If you’re sending a file over a network and you detect an error, usually, the easiest way to correct the error is to throw away what you received and ask for the sender to retransmit the part that was bad. You shouldn’t need to start over from the beginning unless the data you’re sending is so small that it already fits in a single packet of data.

What if you can’t retransmit the data? Either because it’s gone or impractical to transmit again. Maybe there’s a single source of data that’s being sent to hundreds or thousands of recipients in real time. You can’t expect the sender to stop and retransmit information each time a recipient complains that it didn’t receive the correct information.

One thing to consider is what effect would this have on the recipient. Is it okay to just ignore the problem? If you’re sending audio, then maybe you can ignore some data without the listener even noticing. You can do this as long as you have some data before and after the error. That’s because even though you may not know the exact missing value or values, you can probably guess what the data would likely have been.

Another technique you can use to correct errors uses Hamming codes that have enough Hamming distance between them that you can guess which value was likely sent.

Make sure to listen to the full episode for examples and more explanation. There’s even an example of how our brains do error correction everytime we look at something. Or you can also read the full transcript below.

Transcript

I’ve explained a lot already about error detection. Make sure to listen to the last several episodes for more information. Detecting errors is the first step and the most important. I mean, if you don’t know that something went wrong, then you’re not even going to try fixing it, right?

If you’re sending a file over a network and you detect an error, usually, the easiest way to correct the error is to throw away what you received and ask for the sender to retransmit the part that was bad.
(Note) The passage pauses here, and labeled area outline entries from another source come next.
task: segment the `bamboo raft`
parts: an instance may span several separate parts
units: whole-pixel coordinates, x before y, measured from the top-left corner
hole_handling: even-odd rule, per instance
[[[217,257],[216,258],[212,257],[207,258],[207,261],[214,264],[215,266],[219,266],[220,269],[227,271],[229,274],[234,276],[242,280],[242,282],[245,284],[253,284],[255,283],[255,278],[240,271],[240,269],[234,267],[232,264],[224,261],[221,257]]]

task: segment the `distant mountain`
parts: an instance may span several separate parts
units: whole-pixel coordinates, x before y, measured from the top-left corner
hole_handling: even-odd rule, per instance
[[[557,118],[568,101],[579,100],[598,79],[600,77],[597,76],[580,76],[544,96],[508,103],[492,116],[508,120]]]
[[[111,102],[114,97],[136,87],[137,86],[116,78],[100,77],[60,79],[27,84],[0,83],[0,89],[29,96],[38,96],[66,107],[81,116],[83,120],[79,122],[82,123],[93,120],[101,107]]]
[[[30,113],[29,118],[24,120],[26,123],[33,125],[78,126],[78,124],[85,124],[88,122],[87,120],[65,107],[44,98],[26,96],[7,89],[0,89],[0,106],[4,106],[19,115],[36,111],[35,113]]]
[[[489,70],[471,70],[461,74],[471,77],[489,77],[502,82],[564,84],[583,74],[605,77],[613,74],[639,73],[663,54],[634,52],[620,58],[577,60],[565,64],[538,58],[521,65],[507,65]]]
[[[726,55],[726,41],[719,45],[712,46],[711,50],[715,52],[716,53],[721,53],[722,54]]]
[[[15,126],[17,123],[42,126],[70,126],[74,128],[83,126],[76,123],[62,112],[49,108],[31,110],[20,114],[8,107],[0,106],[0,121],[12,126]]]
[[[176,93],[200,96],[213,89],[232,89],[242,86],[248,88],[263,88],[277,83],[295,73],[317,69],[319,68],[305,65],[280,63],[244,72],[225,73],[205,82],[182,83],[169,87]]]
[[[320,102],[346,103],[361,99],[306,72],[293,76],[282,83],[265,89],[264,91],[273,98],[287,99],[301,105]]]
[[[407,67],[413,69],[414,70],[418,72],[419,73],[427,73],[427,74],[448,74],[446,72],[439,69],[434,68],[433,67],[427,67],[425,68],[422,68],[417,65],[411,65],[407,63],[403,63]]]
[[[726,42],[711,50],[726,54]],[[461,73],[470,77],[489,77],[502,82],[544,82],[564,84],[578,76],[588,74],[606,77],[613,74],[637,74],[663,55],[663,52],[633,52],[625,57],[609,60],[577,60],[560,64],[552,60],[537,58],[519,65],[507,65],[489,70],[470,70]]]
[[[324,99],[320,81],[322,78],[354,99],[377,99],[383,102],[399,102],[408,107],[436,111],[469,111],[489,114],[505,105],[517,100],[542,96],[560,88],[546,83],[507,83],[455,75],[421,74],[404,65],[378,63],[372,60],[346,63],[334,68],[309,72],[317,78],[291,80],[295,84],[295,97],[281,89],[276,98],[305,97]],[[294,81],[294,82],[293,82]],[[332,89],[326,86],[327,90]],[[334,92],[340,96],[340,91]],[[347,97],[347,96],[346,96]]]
You shouldn’t need to start over from the beginning unless the data you’re sending is so small that it already fits in a single packet of data.

What if you can’t retransmit the data? Either because it’s gone or impractical to transmit again. Maybe there’s a single source of data that’s being sent to hundreds or thousands of recipients in real time. You can’t expect the sender to stop and retransmit information each time a recipient complains that it didn’t receive the correct information.

One thing to consider is what effect would this have on the recipient. Is it okay to just ignore the problem? If you’re sending audio, then maybe you can ignore some data without the listener even noticing. You can do this as long as you have some data before and after the error. That’s because even though you may not know the exact missing value or values, you can probably guess what the data would likely have been.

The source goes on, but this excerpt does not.